You could write an entire law review article on this tiny procedural dispute. In fact, several people already have (I suggest "Marie T. Reilly, Due Process in Public University Discipline Cases, 120 Penn. St. L. Rev. 1001 (2016)).
I don’t have the time nor the inclination to write a new one for you, but hopefully a few scraps of law will serve to placate you and educate our wider audience.
First, public universities must provide each student with due process of law under the 14th amendment (Regents of Univ. of Mich. v. Ewing, 474 U.D. 215, 223 (1985)). (Note, private universities are not held to this same standard.)
As I asserted above, due process in an educational setting means two things: 1. notice of the alleged violation, and 2. a right to an informal hearing (Goss v. Lopez, 419 U.S. 565 (1975)). In deciding what constitutes due process and how much due process is sufficient, courts will generally balance a number of factors, including the interests of the state (the university) and the student. In Mathews v. Eldridge the Supreme Court held that the burden on the state for providing notice and a right to a hearing was “extremely low” (Mathews v. Eldridge, 424 U.S. 319 (1976). Conversely, the stakes for students are very high (See e.g. Dixon v. Ala. State Bd. of Educ., 294 F.2d 150, 158 (5th Cir. 1961) holding that “without sufficient education the plaintiffs would not be able to earn an adequate livelihood”). Violating a student’s right to due process invalidates the school’s attempt to punish a student and if the case is dismissed with prejudice the university will also be barred from pursuing further punishment. While violating one prong of a student’s due process rights is enough to invalidate a punishment, making many small errors that would not by themselves constitute a violation can lead to an accumulation of errors that does violate due process (Furrey v. Temple University, 884 F.Supp. 2d 223 (E.D. Pa. 2012). These procedural requirements would have been the entire focus of an injunction hearing. The actual facts of the case (whether or not they did smoke) are not relevant until you get to the administrative hearing.
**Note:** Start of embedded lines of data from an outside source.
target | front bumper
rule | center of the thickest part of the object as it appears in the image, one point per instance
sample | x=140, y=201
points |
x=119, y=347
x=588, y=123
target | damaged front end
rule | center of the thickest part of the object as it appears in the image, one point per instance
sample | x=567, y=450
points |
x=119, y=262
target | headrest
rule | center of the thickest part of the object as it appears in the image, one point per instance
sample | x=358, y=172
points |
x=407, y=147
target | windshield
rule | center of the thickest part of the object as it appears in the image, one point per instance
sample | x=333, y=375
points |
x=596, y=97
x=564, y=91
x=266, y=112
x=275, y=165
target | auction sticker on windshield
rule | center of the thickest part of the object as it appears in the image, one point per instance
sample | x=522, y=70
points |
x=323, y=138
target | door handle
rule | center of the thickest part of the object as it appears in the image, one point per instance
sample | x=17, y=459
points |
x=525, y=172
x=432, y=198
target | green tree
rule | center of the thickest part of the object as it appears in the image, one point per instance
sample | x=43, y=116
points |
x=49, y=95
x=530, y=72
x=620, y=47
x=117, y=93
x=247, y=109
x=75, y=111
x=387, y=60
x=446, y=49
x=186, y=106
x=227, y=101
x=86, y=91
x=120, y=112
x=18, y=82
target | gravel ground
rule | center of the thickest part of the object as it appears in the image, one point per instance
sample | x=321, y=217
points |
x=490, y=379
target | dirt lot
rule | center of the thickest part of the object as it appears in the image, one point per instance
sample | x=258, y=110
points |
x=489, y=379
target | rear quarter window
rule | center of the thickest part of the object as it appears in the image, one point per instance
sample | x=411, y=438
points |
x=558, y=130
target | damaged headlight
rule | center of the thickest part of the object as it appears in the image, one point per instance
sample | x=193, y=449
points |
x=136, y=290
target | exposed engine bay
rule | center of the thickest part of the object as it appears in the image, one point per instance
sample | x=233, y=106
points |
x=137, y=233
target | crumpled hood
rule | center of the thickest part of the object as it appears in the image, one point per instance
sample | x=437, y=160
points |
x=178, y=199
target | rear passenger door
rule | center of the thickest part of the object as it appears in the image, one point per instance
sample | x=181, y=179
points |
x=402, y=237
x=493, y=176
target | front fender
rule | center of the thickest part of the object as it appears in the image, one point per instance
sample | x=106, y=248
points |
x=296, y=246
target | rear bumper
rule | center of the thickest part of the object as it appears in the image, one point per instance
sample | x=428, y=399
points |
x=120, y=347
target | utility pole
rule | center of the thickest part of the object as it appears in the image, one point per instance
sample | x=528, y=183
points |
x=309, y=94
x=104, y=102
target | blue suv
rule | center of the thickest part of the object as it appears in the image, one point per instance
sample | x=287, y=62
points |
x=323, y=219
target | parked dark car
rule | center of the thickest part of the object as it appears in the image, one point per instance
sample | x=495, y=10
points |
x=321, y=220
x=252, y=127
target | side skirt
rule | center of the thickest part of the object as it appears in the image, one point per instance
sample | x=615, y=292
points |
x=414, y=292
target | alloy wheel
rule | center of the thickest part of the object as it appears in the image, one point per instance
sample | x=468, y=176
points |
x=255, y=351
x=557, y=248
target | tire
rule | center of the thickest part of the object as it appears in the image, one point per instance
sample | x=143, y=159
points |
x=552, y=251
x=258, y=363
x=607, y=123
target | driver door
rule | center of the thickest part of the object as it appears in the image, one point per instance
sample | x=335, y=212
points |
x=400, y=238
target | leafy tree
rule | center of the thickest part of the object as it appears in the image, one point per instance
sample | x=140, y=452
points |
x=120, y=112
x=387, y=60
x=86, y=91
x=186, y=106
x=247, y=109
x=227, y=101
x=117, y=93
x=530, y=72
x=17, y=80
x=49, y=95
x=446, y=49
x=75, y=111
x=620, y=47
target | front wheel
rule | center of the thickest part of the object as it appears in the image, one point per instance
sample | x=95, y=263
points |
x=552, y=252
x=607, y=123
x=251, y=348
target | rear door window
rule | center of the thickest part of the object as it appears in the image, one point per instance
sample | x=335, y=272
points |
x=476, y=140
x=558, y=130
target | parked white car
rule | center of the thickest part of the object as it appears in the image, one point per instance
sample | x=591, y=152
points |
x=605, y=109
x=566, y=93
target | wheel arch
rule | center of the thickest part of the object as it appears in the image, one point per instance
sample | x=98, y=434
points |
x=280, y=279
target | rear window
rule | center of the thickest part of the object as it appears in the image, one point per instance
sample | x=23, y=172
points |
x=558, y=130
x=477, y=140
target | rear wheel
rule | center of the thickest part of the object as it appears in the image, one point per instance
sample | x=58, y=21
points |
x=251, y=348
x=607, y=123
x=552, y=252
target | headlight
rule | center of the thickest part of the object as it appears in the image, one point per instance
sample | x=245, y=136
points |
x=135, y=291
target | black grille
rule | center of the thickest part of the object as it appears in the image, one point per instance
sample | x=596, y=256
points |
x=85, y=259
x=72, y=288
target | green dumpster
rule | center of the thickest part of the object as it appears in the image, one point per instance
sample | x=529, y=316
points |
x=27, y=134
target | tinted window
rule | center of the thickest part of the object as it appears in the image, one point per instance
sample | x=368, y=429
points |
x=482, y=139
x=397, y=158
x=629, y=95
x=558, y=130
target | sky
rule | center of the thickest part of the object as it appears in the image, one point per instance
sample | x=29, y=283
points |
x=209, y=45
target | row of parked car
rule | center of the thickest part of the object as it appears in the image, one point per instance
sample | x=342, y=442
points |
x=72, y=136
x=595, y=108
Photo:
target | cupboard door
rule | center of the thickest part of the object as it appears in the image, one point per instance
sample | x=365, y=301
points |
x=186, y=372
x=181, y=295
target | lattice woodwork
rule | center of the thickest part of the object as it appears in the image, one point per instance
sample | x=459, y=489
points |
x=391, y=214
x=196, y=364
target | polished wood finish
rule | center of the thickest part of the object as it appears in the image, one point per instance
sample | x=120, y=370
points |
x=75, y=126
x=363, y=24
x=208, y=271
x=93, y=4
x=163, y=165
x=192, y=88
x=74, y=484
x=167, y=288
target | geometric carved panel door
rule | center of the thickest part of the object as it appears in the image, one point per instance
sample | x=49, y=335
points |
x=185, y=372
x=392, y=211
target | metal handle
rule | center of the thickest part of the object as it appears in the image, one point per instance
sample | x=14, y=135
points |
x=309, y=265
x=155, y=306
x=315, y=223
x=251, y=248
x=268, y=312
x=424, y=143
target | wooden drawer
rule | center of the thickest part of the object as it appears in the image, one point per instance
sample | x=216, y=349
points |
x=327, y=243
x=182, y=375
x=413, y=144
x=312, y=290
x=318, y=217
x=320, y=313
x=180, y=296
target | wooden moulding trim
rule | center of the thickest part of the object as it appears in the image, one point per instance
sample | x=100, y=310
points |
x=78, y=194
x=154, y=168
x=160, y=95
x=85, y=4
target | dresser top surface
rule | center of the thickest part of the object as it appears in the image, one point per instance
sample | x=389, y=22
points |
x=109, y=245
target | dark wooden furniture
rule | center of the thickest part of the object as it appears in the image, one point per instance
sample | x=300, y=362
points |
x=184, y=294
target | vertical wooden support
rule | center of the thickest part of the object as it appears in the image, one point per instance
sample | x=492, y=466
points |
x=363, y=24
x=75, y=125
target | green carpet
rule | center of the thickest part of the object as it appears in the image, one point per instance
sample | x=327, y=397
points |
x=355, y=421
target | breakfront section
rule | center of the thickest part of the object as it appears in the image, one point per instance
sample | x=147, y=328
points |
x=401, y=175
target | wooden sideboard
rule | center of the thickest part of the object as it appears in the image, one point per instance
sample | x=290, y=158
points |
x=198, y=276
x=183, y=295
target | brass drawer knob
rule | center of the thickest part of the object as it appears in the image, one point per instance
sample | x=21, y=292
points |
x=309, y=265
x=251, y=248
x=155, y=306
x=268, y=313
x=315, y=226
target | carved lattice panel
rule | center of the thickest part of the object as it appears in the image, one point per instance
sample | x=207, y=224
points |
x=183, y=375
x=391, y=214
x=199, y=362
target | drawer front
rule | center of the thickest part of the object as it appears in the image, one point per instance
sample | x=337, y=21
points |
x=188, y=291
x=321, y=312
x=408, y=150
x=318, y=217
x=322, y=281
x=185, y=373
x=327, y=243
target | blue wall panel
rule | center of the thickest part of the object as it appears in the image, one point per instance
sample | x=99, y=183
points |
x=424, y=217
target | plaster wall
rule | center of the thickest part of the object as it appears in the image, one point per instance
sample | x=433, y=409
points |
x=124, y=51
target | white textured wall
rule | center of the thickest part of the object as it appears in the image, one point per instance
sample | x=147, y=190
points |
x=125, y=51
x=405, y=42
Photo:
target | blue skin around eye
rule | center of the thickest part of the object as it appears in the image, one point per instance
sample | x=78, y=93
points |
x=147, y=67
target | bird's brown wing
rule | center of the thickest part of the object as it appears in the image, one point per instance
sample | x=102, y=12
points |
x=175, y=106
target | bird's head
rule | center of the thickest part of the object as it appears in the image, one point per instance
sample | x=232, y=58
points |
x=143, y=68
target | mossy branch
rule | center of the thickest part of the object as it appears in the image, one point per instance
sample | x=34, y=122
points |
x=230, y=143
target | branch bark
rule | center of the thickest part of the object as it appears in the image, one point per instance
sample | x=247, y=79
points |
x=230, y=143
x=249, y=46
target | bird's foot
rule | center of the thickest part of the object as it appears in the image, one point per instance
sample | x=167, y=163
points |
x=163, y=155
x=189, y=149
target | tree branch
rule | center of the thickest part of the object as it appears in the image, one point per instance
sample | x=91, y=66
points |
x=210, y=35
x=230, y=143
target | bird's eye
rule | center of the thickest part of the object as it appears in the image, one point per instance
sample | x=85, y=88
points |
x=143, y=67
Again, we are talking about students who have been admitted to a public university and have been given permission to play on the team. There is no inherent right to attend the university or play on the team, but once the university makes an affirmative action to admit the student and grant them permission to play on the team, the university becomes bound by its own administrative rules and regulations. At that point the student also has a “liberty and property interest in an education” sufficient to warrant due process protections (Woodis v. Westark Cmty. Coll., 160 F.3d 435, 440 (8th Cir. 1998).
So, to answer your question, yes. The university did not have a legal right to suspend the team prior to fulfilling the students’ due process rights.